The Icelandic author has won numerous award for his fiction, including the 2003 Nordic Council’s Literature Prize for The Blue Fox. He’s been nominated for an Academy Award for his songwriting. He played an instrumental role in Björk’s early band The Sugarcubes. In addition to his long-gestating trilogy finally coming to completion, he was selected to write a book for the Library of the Future, which will publish novels 100 years from now.
I spoke with Sjón about the history of politics and literature of Iceland, how his trilogy shifted course over the last two decades, and his interests in eccentric world-views.
Adam Vitcavage: What is the background of the Icelandic literary history?
Sjón: Literature is the only constant cultural activity since Iceland’s settlement in the 9th century. They started writing prose narratives in the Icelandic language in the 12th or 13th century. Those were the Icelandic sagas along with historical narratives. It was the recording of the Germanic heritage of epic poetry; both mythical and legendary. On top of that, they started translating European literature such as the Arthurian romances.
This is what they were doing in the 12th, 13th, and 14th centuries. This is the literary history we follow. It has always given us the license at the table of nations in terms of culture. We are an old literary culture.
Let’s say between the 16th and 20th century, Iceland was extremely poor. You could have called it a Third World country. We have very little to show for our existence here during those centuries. There are no cathedrals or any kind of buildings of stone until the 19th century really.

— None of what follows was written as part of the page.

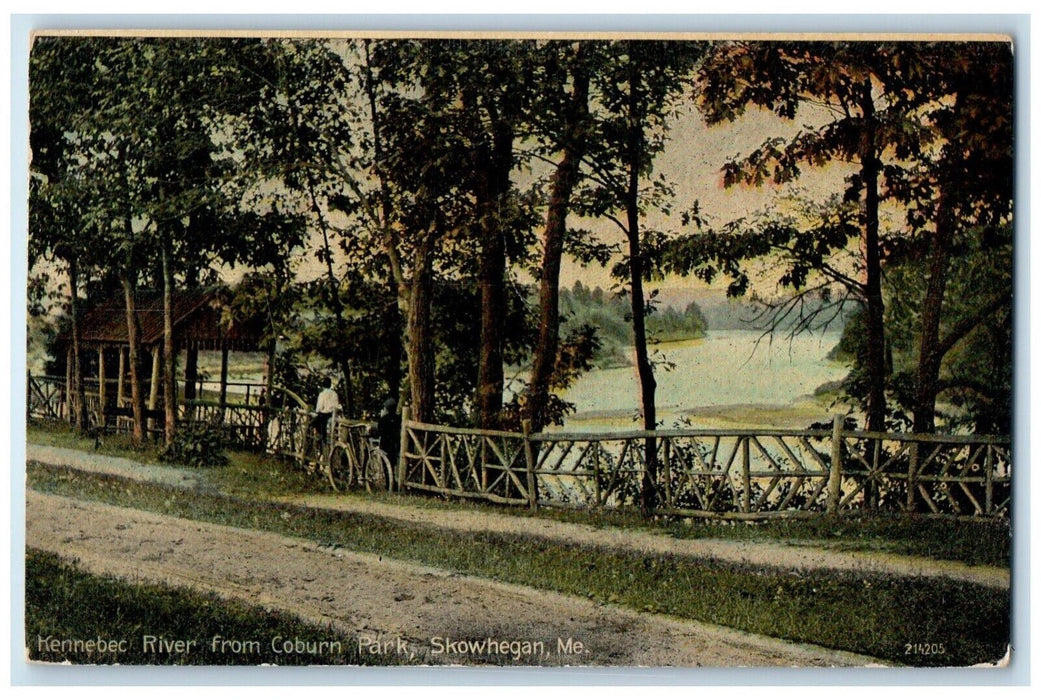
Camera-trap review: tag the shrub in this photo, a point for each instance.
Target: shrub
(196, 445)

There are no paintings or anything. The only thing that we kept working on was writing. We were always a written culture.
There was a great revival of Icelandic literature in the middle of the 19th century with the romantic movement. It was a big national ideal that was brought to Iceland from Germany via Denmark. That is when the renaissance of Icelandic literature.
During the 20th century we, of course, have many great writers. The big man of Icelandic literature was Halldór Laxness, who received the Nobel Prize in 1955.
AV: What sort of stories were being written during these centuries?
S: The sagas are really big prose narratives usually revolving around a real character from the settlement. For instance, there is one of a poet and warrior that tells his story, but also tells about the politics of the time between the Icelandic settlement and Norway. These stories are remarkable because they are told in a Hemingway-esque style. There is not an extra word put in. It’s very sparse. Authors weaved poetry into the text. They included supernatural aspects that were considered part of the world. You just had to battle a group of the walking dead and you’d continue with the story.
They are close to what later became the novel. At the time they moved away from folklore and mythological. They are stories about people and their struggles in the world.
AV: Was there any country in particular that had a heavy hand in influencing Icelandic literature?
S: The mythological base and the world-views that are present in the sagas are the Germanic myths. You have Thor and Loki there. The influence from Celtic mysteries and legends can be found in certain sagas. The people populating the sagas, the character gallery, are from Norway, Denmark, Ireland. They go from Iceland all the way to Jerusalem and North Africa. There is a large reach in those sagas.
They were written by Christian people. By the learned man and possibly women. It was around the 12th century and they were highly versed in literature and allegory. It was an incredibly tight web they weaved in those books. They were also translating very early on and would bring books from Europe to Iceland. For instance, the story of Tristan and Isolde was translated. Translation is nothing new. It has fueled literature always.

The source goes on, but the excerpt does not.